The report follows the RMI’s 2014 report titled “Economics of Grid Defection,” which said battery storage combined with rooftop solar panels from local electrical providers at a cheaper rate could lead to large numbers of customers deserting traditional public utilities as renewable energy sources reach grid parity, or when the cost to purchase renewables matches or is lower than costs of purchasing power from the electrical grid (EnergyWire, Feb. 28, 2014).
The researchers decided to focus on more plausible outcomes with this subsequent report.
“We wanted to look at a much more likely scenario with this study,” Mandel said. “We felt like that first report had a decent amount of interest but wasn’t a realistic prediction.”
Customers instead are more likely to choose solar-plus-battery systems connected to the existing grid, with a small amount of customers truly defecting.
Even so, these systems could lead to revenue shortfalls and lost sales for public utilities along with a significant loss of their customer base.
For example, Westchester County in New York would see traditional grid contribution from public utilities shrink to 5 percent by 2050 from the current 100 percent, though a rising contribution from solar generation could make up the difference, the report said.
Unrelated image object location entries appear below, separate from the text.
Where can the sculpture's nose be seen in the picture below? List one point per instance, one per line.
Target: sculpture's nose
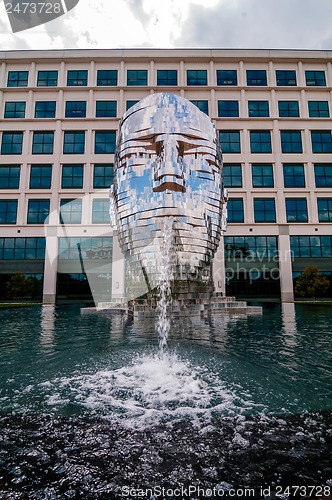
(169, 168)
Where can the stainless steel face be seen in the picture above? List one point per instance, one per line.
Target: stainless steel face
(168, 164)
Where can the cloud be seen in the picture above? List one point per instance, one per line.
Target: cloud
(259, 24)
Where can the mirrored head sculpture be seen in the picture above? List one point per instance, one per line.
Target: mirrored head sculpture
(168, 165)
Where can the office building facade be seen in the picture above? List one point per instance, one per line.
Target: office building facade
(59, 114)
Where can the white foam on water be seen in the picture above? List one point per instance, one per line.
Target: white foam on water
(149, 390)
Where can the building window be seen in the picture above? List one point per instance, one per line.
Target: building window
(101, 211)
(18, 79)
(12, 143)
(15, 110)
(8, 211)
(103, 175)
(264, 210)
(311, 246)
(315, 78)
(77, 78)
(196, 77)
(296, 210)
(137, 77)
(230, 141)
(85, 248)
(42, 143)
(167, 77)
(318, 109)
(47, 79)
(75, 109)
(202, 106)
(45, 109)
(106, 109)
(321, 141)
(74, 143)
(262, 175)
(291, 141)
(40, 176)
(105, 142)
(256, 77)
(10, 176)
(38, 211)
(258, 108)
(323, 175)
(294, 175)
(22, 248)
(228, 108)
(256, 247)
(285, 78)
(227, 77)
(107, 78)
(260, 141)
(70, 211)
(324, 209)
(72, 176)
(232, 175)
(129, 104)
(235, 210)
(288, 108)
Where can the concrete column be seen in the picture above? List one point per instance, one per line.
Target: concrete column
(213, 111)
(212, 79)
(241, 75)
(92, 75)
(300, 75)
(90, 112)
(122, 76)
(182, 76)
(304, 112)
(122, 105)
(33, 75)
(152, 79)
(50, 266)
(285, 267)
(219, 276)
(243, 111)
(118, 270)
(3, 82)
(30, 111)
(62, 74)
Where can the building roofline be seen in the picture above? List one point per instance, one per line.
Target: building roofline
(162, 53)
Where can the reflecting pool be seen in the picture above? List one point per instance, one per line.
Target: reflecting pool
(87, 407)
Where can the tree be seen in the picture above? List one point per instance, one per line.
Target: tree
(19, 286)
(311, 283)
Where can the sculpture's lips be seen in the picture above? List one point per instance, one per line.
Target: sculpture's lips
(169, 186)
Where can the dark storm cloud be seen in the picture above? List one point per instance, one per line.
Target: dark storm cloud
(299, 24)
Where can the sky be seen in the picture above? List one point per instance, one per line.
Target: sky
(292, 24)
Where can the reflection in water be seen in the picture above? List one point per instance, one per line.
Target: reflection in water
(47, 330)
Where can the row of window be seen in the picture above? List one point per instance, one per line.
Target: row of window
(69, 248)
(226, 109)
(70, 211)
(73, 142)
(266, 246)
(235, 247)
(168, 77)
(41, 176)
(291, 141)
(262, 175)
(73, 175)
(265, 211)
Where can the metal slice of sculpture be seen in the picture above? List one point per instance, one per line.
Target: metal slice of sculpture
(168, 164)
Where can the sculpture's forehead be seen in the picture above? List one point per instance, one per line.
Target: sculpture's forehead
(168, 116)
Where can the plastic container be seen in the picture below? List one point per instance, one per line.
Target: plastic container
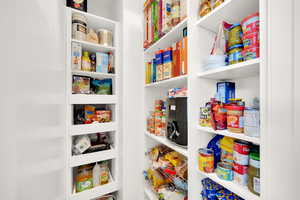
(251, 40)
(224, 171)
(235, 54)
(250, 53)
(241, 151)
(250, 23)
(206, 160)
(235, 35)
(235, 118)
(79, 26)
(254, 173)
(240, 174)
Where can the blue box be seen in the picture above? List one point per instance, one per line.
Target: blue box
(225, 91)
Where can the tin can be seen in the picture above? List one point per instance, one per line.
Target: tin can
(206, 160)
(79, 26)
(224, 171)
(241, 152)
(240, 174)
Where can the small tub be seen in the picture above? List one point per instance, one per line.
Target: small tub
(250, 24)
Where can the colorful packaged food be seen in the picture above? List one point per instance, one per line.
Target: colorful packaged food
(89, 112)
(251, 53)
(240, 174)
(103, 87)
(84, 178)
(224, 171)
(254, 173)
(102, 62)
(81, 85)
(235, 35)
(159, 65)
(235, 118)
(103, 116)
(235, 54)
(241, 151)
(251, 40)
(225, 91)
(250, 23)
(206, 160)
(86, 62)
(167, 63)
(205, 8)
(76, 56)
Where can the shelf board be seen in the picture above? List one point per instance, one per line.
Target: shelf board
(178, 81)
(230, 134)
(98, 75)
(165, 141)
(239, 190)
(92, 47)
(83, 129)
(231, 11)
(93, 99)
(174, 35)
(88, 158)
(240, 70)
(95, 192)
(94, 20)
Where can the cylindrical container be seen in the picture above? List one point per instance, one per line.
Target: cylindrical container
(250, 24)
(206, 160)
(251, 40)
(241, 152)
(224, 171)
(240, 174)
(254, 173)
(235, 118)
(250, 53)
(235, 54)
(79, 26)
(235, 35)
(105, 37)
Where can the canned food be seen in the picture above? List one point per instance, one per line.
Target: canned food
(206, 160)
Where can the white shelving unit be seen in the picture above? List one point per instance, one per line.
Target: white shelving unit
(248, 77)
(111, 128)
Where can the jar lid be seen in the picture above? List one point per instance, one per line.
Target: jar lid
(235, 46)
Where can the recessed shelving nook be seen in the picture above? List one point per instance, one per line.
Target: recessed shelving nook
(93, 110)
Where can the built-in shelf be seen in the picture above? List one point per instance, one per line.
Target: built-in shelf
(239, 190)
(239, 70)
(83, 129)
(231, 11)
(95, 192)
(174, 35)
(163, 140)
(239, 136)
(88, 158)
(178, 81)
(98, 75)
(93, 99)
(93, 47)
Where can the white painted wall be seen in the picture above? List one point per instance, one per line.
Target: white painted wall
(32, 118)
(133, 97)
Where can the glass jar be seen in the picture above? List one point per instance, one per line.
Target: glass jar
(254, 173)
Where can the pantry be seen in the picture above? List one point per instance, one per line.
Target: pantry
(152, 100)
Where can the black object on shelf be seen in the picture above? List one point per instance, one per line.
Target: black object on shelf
(78, 4)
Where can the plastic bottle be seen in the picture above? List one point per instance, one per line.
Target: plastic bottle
(96, 175)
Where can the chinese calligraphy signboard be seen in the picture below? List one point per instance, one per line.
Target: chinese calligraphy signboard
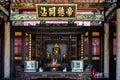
(56, 11)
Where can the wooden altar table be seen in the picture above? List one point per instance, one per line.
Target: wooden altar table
(69, 75)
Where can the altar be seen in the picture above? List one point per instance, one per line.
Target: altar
(55, 75)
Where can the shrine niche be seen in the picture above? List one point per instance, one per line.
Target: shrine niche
(55, 55)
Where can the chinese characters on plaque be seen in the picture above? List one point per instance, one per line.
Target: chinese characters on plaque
(56, 11)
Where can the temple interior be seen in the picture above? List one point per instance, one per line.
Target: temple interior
(59, 39)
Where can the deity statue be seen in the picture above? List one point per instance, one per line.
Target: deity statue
(56, 52)
(56, 49)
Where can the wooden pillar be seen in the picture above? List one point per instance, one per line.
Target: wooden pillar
(106, 50)
(118, 46)
(7, 50)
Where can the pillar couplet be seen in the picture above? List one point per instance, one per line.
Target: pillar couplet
(118, 45)
(106, 50)
(7, 50)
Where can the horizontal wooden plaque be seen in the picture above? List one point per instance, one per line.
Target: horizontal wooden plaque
(56, 11)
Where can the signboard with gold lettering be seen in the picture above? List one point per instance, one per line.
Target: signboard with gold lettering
(56, 11)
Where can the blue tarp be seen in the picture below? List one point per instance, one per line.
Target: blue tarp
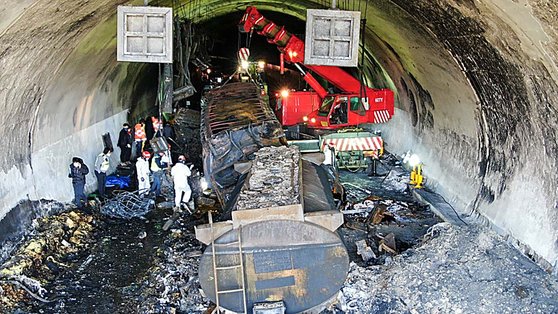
(120, 181)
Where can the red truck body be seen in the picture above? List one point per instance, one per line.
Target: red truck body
(293, 107)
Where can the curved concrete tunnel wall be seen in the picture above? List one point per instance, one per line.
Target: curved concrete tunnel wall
(476, 83)
(60, 90)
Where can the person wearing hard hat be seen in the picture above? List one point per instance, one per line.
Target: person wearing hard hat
(139, 138)
(142, 170)
(180, 173)
(102, 165)
(125, 143)
(158, 166)
(78, 171)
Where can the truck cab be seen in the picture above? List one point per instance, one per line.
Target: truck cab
(291, 107)
(338, 111)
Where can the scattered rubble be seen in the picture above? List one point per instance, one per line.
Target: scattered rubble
(173, 285)
(455, 270)
(274, 179)
(127, 205)
(55, 243)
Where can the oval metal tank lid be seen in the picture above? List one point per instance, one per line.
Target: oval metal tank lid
(300, 263)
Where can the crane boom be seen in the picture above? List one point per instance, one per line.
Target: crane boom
(376, 105)
(293, 48)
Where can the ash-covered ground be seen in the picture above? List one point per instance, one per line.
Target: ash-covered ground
(403, 260)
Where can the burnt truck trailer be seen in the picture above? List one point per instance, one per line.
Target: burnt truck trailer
(279, 244)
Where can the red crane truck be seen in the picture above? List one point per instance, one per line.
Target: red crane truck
(356, 104)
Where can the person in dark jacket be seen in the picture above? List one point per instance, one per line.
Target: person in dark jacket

Costs to maintain grid systems will increase to $2 trillion between 2020 to 2030, according to a 2008 Edison Foundation study cited by the RMI researchers. Revenue from energy sources in the current market normally offsets such cost disparity, but “even if a small fraction of the sales supporting that investment and revenue is lost, it will likely have a large impact on the system’s [costs],” the report said.
Lost revenue from energy sales from residential customers could add up to $15 billion with 9.6 million customers projected to leave the grid entirely — which would account for a 50 percent loss in sales. For commercial users, the utilities could see sales decline by 60 percent, losing $19 billion in revenue and 1.9 million commercial customers.
Fights against net metering — in which customers sell excess green energy back to public utilities — have sprouted up in many states. But the report suggests that eliminating net metering only delays the inevitable problem facing utilities dealing with growing demand for solar and other renewables.
Net metering plays a role in these systems’ future development, Mandel said. But RMI researchers deliberately left out net metering policies when forecasting different scenarios except one, he added.
“With net metering, customers tend to treat the grid as storage,” Mandel said, which almost eliminates the need for combined battery and solar operations on a rooftop-type scale. “If you take net metering away, which we don’t think is a good idea, you still see positive economics to invest in self-generation. It just happens more slowly.”